I couldn’t resist posting this video that I found on Iranian.com. It is footage from 1971 of Mohsen Pezeshkpour, leader of the ultra-nationalist Pan Iranist Party, railing against the Shah’s decision to separate Bahrain from Iran in a deal with the British. The party is now largely defunct, but its expansive Iranian nationalist sentiments live on in the Islamic Republic through words of people like Hossein Shariatmadari of Kayhan and now Ali Akbar Nateq-Nuri, former Majlis speaker and member of the Expediency Council.
But while these ideas live on in a minority, comparing 1971 with today shows how much the regional power balance has shifted. In the 70s the Shah was riding high on oil wealth and arming himself to the teeth with American weapons. The Shah’s main concern in the Gulf was Saddam Husein, and today’s Bahrain and UAE were political nonentities with no geopolitical heft to speak of. It was not surprising, then, to see the likes of Pezeshkpour allowed to air their extreme views with impunity on the floor of Parliament.
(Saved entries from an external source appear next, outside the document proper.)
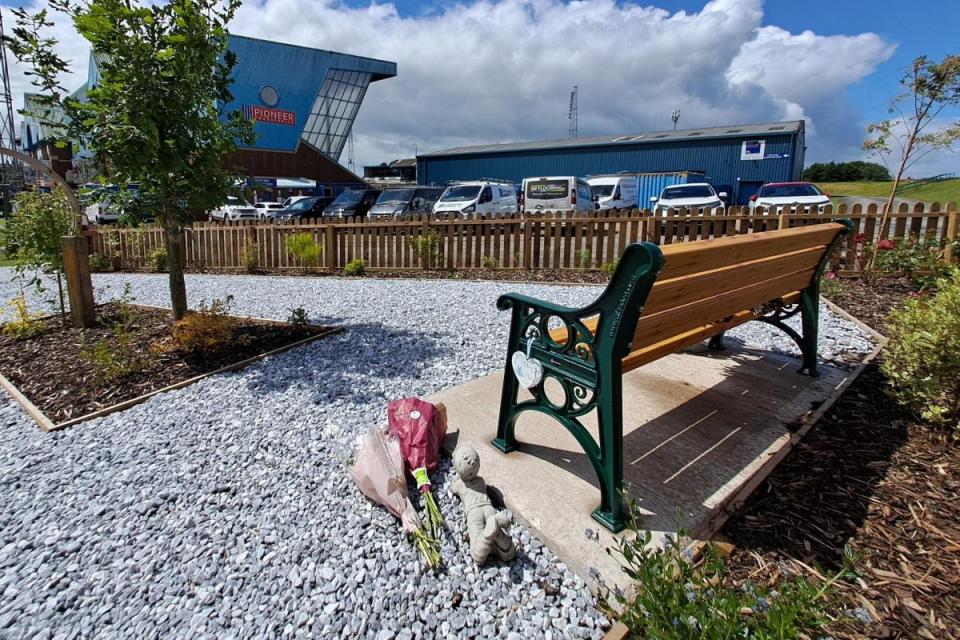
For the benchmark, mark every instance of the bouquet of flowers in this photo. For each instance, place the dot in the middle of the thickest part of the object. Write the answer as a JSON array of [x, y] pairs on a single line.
[[420, 428], [377, 468]]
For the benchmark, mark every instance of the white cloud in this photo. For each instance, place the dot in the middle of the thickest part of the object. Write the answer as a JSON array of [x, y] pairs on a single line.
[[502, 70]]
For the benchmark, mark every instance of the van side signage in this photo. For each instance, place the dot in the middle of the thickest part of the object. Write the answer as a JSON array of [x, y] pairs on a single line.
[[548, 189]]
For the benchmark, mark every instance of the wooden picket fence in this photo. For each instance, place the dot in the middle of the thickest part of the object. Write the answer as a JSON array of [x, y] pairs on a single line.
[[518, 241]]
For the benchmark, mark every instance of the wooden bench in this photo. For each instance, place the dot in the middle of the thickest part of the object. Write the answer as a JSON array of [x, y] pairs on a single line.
[[659, 301]]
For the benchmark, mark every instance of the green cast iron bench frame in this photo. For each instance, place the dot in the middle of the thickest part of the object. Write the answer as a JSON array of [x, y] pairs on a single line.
[[659, 301]]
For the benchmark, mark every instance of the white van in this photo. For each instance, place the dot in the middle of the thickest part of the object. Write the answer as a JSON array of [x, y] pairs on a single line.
[[472, 199], [556, 193], [614, 192]]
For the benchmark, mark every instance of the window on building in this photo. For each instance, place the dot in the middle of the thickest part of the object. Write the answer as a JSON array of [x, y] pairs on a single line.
[[334, 110]]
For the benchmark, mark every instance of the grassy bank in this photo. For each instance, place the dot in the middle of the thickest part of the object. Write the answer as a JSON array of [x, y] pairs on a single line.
[[945, 191]]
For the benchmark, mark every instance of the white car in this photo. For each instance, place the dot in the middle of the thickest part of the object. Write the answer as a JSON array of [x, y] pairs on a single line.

Iran’s furious backpeddling and attempts at damage control after the current incident are a stark reminder of how Gulf Arab states are in a relatively better position economically and politically vis a vis Iran than they were under the Shah. Clearly Iran does not wish to further galvanize the GCC against it and endanger its lucrative gas deal for the sake of a few ill-concieved and unrealistic nationalistic statements. At a time when the Gulf Arab states spare no opportunity to sound the alarm about Iran’s “hegemonic aspirations,” perhaps this is a reminder that their position isn’t quite so precarious after all.